Rewriting the server function to: void c_test_server(seL4_CPtr endpoint, seL4_CPtr reply) { struct seL4_MessageInfo info = seL4_MessageInfo_new(0, 0, 0, 2); seL4_Recv(endpoint, (void *)0, reply); while (1){ seL4_ReplyRecv(endpoint, info, (void *)0, reply); } } made little difference.
so you’re using standard I/O to /dev/null
My Posix is a bit rusty, but this should be buffered in the library (i.e. most calls will *not* result in a system call). And, given that the output goes to /dev/null, the data may be thrown away completely.
Basically you’re measuring the cost of a function call.
As Demi said, read()/write() aren't usually buffered. I haven't actually checked whether QNX is buffering it, but I'd be a little bit surprised if it were. On Fri, Apr 19, 2024 at 3:12 AM Indan Zupancic <indan@nul.nu> wrote:
Hello Andrew,
I'm not quite sure what would be slowing it down. I would have thought this would be measuring only the cost of a round trip IPC and nothing more. Is there possibly some kind of scheduling issue adding overhead?
Yes, you are running it in a virtual machine, remember? Any timing is suspect.
Wouldn't that affect timing relative to bare metal more than timing of kernels relative to each other? I guess seL4 might just somehow not get along with virtualization (the timings in QEMU and VirtualBox are fairly similar), although I'd be a little surprised if it were affected that much relative to QNX.
The QNX/Linux equivalent is:
int main() { char buf[100]; int f = open("/dev/null", O_WRONLY); int i; for (i = 0; i < 10; i++) { uint64_t start = __rdtsc(); uint64_t end; int j; for (j = 0; j < 10000; j++){ if (write(f, buf, 100) != 100){ printf("cannot write\n"); exit(1); } } end = __rdtsc(); printf("cycles: %u\n", end - start); } }
This doesn't do any IPC and measures the time of 10k dummy write syscalls.
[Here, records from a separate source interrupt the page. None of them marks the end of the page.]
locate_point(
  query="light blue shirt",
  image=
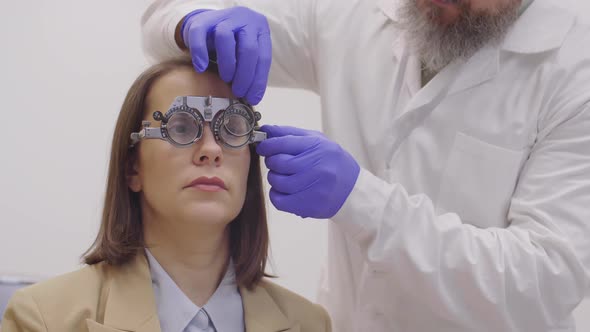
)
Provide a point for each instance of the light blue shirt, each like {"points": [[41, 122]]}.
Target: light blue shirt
{"points": [[177, 313]]}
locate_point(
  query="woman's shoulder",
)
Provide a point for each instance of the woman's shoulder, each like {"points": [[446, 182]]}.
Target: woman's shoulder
{"points": [[312, 316], [59, 301], [79, 283]]}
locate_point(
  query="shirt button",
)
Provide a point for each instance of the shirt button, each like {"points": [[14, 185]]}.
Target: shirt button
{"points": [[202, 320]]}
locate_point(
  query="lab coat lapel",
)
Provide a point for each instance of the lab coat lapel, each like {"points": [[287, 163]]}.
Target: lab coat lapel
{"points": [[262, 314], [130, 303]]}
The POSIX equivalent would be to have two processes using pipes or fifos with the server sending a reply and the sender waiting for the reply before sending the next message.
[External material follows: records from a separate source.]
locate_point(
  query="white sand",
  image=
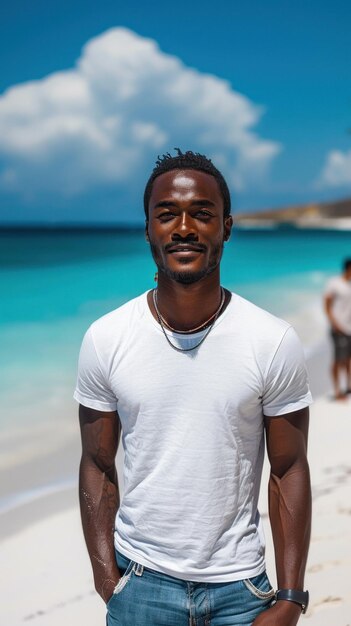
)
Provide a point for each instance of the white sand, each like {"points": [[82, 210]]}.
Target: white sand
{"points": [[45, 575]]}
AFAIK writing to /dev/null does some IPC under QNX (/dev/null is exported by the process server) although I suspect it's not copying anything. In any case I wrote my own null server that specifically copies the data into its own buffer (that's what the "custom null server" timings are) in order to avoid any optimizations like that, and it's slower than real /dev/null, but still way faster than what I'm getting out of seL4.